Die Herrlichkeit des HERRN soll offenbart werden, und alles Fleisch miteinander wird es sehen; denn des HERRN Mund hat’s geredet.
Jesaja 40,5

Es bedarf wohl einer Erklärung, dass mir bei der heutigen Losung dieses Kreuz eingefallen ist, das ich vor Jahren auf der Karlsbrücke in Prag aufgenommen habe

Mit hebräischen Schriftzeichen ist zu lesen: „Kadosch, kadosch, kadosch adonai zevaot“ (Heilig, heilig, heilig, Herr der Heerscharen).
Ich habe mich gefragt, wie sieht Gottes Herrlichkeit aus.
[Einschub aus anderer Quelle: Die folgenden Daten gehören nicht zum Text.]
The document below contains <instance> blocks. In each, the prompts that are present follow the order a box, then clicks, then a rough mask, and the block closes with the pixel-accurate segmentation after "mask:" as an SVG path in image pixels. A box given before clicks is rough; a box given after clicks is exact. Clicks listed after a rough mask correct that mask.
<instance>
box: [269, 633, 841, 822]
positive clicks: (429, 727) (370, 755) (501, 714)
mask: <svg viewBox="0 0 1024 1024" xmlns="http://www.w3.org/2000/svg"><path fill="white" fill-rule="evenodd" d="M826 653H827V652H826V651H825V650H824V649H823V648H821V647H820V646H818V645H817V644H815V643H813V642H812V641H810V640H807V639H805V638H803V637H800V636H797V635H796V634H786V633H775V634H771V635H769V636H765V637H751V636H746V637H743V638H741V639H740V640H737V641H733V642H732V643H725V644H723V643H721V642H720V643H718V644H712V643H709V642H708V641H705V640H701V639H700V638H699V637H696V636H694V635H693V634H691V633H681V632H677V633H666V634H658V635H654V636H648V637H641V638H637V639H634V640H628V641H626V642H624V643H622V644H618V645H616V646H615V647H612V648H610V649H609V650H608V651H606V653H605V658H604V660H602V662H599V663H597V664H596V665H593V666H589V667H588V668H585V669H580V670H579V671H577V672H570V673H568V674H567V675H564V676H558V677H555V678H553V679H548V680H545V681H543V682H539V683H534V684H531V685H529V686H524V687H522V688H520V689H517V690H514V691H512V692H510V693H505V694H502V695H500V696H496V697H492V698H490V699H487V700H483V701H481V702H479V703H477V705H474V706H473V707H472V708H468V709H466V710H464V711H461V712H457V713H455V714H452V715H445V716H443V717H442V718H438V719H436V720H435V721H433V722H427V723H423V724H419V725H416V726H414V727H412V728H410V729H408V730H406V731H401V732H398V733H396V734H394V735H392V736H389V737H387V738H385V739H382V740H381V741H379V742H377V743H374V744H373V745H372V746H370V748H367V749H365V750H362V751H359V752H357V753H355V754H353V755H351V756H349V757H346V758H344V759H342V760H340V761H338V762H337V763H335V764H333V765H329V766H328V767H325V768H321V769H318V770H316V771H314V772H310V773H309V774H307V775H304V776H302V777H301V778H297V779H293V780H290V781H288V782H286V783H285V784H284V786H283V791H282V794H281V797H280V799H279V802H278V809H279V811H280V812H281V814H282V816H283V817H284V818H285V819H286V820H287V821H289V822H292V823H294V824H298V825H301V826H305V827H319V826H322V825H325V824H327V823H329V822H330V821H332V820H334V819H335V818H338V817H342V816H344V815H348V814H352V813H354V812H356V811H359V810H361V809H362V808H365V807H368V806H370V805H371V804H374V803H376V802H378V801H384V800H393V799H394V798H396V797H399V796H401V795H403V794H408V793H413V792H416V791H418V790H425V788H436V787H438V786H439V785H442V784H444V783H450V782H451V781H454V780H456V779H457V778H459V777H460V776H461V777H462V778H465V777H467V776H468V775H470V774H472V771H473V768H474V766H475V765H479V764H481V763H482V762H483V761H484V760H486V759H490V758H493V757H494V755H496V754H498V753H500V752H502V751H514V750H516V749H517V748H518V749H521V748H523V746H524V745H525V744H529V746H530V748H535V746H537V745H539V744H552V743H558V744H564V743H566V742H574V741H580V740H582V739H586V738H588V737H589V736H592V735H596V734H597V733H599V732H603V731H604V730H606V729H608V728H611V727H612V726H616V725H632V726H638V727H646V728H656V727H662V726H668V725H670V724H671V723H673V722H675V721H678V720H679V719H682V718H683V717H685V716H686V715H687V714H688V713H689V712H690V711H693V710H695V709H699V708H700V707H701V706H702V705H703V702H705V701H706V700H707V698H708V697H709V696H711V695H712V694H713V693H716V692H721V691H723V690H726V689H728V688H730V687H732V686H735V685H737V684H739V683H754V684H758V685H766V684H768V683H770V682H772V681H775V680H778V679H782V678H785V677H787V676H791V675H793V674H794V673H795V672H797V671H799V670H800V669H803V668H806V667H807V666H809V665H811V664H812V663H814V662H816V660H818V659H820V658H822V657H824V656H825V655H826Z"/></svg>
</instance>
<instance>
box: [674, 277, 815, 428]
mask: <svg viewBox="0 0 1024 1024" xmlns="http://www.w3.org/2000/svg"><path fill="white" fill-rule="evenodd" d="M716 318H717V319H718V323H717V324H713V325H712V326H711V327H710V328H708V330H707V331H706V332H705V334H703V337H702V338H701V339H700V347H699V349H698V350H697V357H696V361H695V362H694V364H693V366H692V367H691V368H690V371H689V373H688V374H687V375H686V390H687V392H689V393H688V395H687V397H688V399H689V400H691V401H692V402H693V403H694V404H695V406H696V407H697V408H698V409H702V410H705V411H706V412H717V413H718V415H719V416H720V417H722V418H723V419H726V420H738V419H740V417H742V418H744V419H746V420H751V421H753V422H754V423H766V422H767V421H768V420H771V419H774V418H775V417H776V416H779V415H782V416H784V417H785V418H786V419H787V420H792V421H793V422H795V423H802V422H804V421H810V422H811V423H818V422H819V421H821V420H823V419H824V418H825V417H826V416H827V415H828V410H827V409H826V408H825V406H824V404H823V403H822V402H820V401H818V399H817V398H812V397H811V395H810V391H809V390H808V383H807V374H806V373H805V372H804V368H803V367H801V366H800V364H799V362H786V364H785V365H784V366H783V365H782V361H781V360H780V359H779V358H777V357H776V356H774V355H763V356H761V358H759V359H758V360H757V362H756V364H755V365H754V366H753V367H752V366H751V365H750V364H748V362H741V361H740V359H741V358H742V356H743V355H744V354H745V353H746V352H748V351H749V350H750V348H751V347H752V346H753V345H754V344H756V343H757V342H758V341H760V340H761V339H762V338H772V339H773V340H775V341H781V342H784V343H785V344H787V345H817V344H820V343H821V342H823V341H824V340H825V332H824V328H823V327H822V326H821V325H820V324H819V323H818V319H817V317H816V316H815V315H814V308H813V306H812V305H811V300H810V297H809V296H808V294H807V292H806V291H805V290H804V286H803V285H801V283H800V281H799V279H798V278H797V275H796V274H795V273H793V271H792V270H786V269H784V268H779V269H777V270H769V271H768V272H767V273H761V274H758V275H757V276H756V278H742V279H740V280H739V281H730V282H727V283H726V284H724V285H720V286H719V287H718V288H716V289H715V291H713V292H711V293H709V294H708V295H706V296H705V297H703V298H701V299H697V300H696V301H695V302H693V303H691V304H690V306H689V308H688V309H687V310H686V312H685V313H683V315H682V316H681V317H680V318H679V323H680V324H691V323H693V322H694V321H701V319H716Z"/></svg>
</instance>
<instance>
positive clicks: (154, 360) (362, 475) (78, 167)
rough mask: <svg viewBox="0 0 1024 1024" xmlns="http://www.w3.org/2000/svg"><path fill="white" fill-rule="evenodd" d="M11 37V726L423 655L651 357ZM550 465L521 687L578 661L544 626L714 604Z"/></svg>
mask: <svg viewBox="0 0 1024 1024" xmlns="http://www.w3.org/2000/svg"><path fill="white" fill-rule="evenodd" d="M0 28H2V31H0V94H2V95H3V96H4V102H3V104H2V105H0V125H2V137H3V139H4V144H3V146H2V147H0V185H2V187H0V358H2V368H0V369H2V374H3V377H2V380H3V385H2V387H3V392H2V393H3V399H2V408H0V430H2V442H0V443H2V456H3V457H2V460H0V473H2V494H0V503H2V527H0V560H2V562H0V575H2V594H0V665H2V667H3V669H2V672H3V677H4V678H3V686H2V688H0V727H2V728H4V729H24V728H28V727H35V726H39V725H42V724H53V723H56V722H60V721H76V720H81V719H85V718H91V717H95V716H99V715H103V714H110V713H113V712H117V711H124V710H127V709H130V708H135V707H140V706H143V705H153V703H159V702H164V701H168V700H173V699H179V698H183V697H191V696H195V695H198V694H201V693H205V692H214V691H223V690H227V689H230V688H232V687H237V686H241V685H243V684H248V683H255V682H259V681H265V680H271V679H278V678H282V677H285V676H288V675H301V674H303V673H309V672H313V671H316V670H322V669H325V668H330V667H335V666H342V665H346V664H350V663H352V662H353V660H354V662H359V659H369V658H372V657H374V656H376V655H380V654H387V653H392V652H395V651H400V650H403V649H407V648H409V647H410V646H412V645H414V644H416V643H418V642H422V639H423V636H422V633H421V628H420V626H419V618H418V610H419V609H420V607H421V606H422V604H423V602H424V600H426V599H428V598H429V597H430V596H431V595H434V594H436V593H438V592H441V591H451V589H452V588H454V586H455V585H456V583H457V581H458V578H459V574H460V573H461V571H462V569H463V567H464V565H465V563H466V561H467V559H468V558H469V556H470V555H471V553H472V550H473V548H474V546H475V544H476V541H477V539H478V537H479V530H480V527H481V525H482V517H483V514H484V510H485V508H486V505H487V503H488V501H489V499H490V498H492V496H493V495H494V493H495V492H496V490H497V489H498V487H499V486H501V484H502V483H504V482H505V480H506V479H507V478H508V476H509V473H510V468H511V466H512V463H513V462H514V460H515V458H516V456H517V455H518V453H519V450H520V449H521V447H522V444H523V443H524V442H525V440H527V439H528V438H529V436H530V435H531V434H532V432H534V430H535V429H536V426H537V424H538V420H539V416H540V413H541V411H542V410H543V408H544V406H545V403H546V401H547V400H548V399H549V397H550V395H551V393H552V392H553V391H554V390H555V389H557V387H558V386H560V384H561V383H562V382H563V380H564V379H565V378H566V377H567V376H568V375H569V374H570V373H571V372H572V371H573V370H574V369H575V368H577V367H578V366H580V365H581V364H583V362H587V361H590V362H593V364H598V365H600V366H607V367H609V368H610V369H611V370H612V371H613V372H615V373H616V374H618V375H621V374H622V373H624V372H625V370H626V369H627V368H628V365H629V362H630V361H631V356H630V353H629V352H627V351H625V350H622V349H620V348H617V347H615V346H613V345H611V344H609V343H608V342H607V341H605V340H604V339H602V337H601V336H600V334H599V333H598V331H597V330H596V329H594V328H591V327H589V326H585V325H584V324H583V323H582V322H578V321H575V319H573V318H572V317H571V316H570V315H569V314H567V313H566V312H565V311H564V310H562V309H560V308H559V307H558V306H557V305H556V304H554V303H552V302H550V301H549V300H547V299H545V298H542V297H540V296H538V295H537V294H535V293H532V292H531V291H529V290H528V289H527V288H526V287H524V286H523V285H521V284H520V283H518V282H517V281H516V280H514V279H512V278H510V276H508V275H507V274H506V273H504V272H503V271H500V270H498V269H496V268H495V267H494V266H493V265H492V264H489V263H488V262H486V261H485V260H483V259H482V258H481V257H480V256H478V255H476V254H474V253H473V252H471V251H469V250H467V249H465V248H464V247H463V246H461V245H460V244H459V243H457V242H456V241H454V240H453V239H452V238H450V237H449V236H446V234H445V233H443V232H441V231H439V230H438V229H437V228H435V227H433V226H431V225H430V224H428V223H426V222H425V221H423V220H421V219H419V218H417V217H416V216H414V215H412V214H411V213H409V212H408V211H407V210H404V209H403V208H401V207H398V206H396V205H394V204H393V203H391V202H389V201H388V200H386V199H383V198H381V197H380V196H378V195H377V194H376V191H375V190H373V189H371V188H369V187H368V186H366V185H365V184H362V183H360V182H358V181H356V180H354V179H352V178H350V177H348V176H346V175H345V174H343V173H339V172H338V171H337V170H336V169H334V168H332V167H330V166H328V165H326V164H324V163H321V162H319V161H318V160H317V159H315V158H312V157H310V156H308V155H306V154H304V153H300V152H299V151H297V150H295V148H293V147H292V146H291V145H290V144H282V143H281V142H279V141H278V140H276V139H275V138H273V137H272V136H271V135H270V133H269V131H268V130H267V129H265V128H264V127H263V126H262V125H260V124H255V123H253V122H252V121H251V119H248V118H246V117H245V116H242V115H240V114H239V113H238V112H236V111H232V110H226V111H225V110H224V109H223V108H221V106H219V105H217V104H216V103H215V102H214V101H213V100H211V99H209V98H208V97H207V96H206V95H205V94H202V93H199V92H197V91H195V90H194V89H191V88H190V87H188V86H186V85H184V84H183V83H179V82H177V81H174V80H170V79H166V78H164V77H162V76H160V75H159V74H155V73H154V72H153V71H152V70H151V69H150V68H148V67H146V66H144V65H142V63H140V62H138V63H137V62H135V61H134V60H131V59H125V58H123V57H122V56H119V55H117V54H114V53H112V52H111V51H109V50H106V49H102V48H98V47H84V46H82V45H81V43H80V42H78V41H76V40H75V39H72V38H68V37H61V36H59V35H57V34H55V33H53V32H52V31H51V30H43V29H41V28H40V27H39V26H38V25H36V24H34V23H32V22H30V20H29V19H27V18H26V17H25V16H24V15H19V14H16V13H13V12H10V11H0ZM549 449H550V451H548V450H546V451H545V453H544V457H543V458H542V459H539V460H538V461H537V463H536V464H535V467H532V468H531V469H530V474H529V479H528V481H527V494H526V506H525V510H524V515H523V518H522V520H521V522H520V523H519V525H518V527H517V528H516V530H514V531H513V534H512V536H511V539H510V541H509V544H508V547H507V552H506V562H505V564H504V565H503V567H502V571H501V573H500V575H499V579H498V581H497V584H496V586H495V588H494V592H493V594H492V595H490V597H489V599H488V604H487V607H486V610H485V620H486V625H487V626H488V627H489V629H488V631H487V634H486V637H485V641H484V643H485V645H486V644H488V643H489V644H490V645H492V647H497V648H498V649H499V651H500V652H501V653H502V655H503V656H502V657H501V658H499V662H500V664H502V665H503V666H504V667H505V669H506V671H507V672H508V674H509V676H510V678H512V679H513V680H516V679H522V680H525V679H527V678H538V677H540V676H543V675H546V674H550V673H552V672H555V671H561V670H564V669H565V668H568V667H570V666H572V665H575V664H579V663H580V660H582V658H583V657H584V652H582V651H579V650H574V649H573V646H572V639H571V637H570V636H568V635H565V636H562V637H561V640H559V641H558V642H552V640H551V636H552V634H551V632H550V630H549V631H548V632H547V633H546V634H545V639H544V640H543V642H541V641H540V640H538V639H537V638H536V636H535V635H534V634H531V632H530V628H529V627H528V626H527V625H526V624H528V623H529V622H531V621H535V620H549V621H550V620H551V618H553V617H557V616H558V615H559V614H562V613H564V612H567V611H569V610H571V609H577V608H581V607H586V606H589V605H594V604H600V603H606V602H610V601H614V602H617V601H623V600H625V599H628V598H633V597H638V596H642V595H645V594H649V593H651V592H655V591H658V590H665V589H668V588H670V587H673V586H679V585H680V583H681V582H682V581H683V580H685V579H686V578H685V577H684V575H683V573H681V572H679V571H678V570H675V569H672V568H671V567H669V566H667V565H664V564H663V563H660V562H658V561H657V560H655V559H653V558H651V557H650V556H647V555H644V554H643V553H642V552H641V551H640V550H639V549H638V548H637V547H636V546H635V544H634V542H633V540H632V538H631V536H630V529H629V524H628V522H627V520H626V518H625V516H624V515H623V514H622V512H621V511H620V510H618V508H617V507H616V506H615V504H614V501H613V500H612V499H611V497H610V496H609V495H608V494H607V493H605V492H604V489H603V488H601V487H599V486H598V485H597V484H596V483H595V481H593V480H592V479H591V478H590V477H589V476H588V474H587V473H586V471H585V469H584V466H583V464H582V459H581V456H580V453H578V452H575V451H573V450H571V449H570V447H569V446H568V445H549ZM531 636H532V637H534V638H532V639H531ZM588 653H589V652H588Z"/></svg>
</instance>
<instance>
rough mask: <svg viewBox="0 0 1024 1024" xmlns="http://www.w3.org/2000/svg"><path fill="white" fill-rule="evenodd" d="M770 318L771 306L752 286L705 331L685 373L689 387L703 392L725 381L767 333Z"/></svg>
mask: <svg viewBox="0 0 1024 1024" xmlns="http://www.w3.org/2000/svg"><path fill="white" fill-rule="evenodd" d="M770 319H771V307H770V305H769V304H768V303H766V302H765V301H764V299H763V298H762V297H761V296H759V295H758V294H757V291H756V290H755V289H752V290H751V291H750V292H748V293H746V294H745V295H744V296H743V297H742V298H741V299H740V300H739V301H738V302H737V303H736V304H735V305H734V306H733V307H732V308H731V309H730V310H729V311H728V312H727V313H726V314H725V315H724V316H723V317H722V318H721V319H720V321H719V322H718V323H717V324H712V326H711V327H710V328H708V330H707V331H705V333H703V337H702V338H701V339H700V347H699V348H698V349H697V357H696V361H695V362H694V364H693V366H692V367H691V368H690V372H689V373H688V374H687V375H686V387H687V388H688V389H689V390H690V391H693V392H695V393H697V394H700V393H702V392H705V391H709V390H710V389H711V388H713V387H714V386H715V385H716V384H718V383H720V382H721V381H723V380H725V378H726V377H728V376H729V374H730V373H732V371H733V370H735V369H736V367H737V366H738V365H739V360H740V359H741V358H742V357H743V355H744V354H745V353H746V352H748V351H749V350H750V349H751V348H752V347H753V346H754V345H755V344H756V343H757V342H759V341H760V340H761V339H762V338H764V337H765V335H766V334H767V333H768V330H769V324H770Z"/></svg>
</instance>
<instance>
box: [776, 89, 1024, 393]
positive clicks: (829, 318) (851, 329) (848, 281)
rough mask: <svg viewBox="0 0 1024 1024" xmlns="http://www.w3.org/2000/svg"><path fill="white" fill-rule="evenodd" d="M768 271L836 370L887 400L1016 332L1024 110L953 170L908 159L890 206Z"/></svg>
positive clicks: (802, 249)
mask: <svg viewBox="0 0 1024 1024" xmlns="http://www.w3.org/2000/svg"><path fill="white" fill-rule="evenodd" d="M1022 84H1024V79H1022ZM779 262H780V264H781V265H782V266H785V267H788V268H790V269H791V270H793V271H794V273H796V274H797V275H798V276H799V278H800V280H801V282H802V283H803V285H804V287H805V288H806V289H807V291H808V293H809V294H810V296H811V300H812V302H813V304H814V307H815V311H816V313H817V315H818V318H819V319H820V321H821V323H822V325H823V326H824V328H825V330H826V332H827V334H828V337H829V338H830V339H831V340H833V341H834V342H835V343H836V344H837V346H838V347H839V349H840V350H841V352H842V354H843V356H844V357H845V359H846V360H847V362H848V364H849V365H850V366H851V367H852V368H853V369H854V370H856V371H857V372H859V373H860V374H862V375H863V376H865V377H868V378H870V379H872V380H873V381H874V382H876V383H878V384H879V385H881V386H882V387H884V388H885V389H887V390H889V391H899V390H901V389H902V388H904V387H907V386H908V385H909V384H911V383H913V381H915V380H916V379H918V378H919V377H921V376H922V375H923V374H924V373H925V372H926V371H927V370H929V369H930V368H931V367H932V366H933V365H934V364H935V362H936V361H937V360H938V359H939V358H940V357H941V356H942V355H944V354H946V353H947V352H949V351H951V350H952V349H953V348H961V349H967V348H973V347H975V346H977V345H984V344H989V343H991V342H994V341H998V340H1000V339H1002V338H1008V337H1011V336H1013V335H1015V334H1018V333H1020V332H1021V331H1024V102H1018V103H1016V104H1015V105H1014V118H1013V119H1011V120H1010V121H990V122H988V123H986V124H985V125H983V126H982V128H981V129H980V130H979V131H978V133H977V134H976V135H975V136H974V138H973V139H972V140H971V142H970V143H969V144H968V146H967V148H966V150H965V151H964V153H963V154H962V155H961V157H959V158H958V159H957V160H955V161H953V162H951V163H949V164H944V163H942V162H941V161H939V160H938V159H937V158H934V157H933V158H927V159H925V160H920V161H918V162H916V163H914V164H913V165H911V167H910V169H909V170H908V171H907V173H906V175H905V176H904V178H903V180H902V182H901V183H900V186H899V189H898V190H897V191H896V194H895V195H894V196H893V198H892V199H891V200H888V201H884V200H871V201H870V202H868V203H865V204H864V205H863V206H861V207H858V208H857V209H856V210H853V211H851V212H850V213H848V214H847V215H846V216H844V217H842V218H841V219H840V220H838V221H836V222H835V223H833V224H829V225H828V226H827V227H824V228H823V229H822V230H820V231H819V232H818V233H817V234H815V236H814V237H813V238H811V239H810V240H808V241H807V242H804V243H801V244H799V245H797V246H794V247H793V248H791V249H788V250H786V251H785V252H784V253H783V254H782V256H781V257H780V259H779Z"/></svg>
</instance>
Denn Hebräisch Kawod, auf Deutsch Herrlichkeit, bezeichnet die Erscheinungsart Gottes, wie Gott Menschen begegnet. Herrlichkeit beschreibt die Gegenwart und Nähe Gottes bei den Menschen.
Dabei werden die beiden A&O-Worte, kadosch und kawod, gern zusammen genannt. Denn Gott ist heilig und erscheint den Menschen gegenüber in Herrlichkeit, versetzt Menschen in Staunen.
Dabei mag es erstaunen, dass mir ausgerechnet eine Kreuzesdarstellung einfällt. Gerade am Kreuz zeigt sich die Herrlichkeit Gottes. „Er (Christus) ist der Abglanz seiner Herrlichkeit und das Ebenbild seines Wesens“, heißt es im Hebräerbrief (1,3). Wer die Herrlichkeit Gottes daher sehen will, schaut auf Christus – und hier auf das Kreuz.
Denn der heilige Gott, anders formuliert „der ganz andere Gott“, tritt in die Bresche des Todes. Gott kommt zu uns Menschen und nimmt selbst unsere Abgründe auf. Menschlich gesprochen hat dies nichts mit Herrlichkeit zu tun.
Doch wenn Herrlichkeit beschreibt, wie Gott von uns Menschen erkannt wird und wir ins Staunen über Gott kommen. Dann passen Herrlichkeit und Kreuz zusammen.
Denn so hat sich Gott uns Menschen angenommen, was allen Menschen bekannt gemacht werden soll.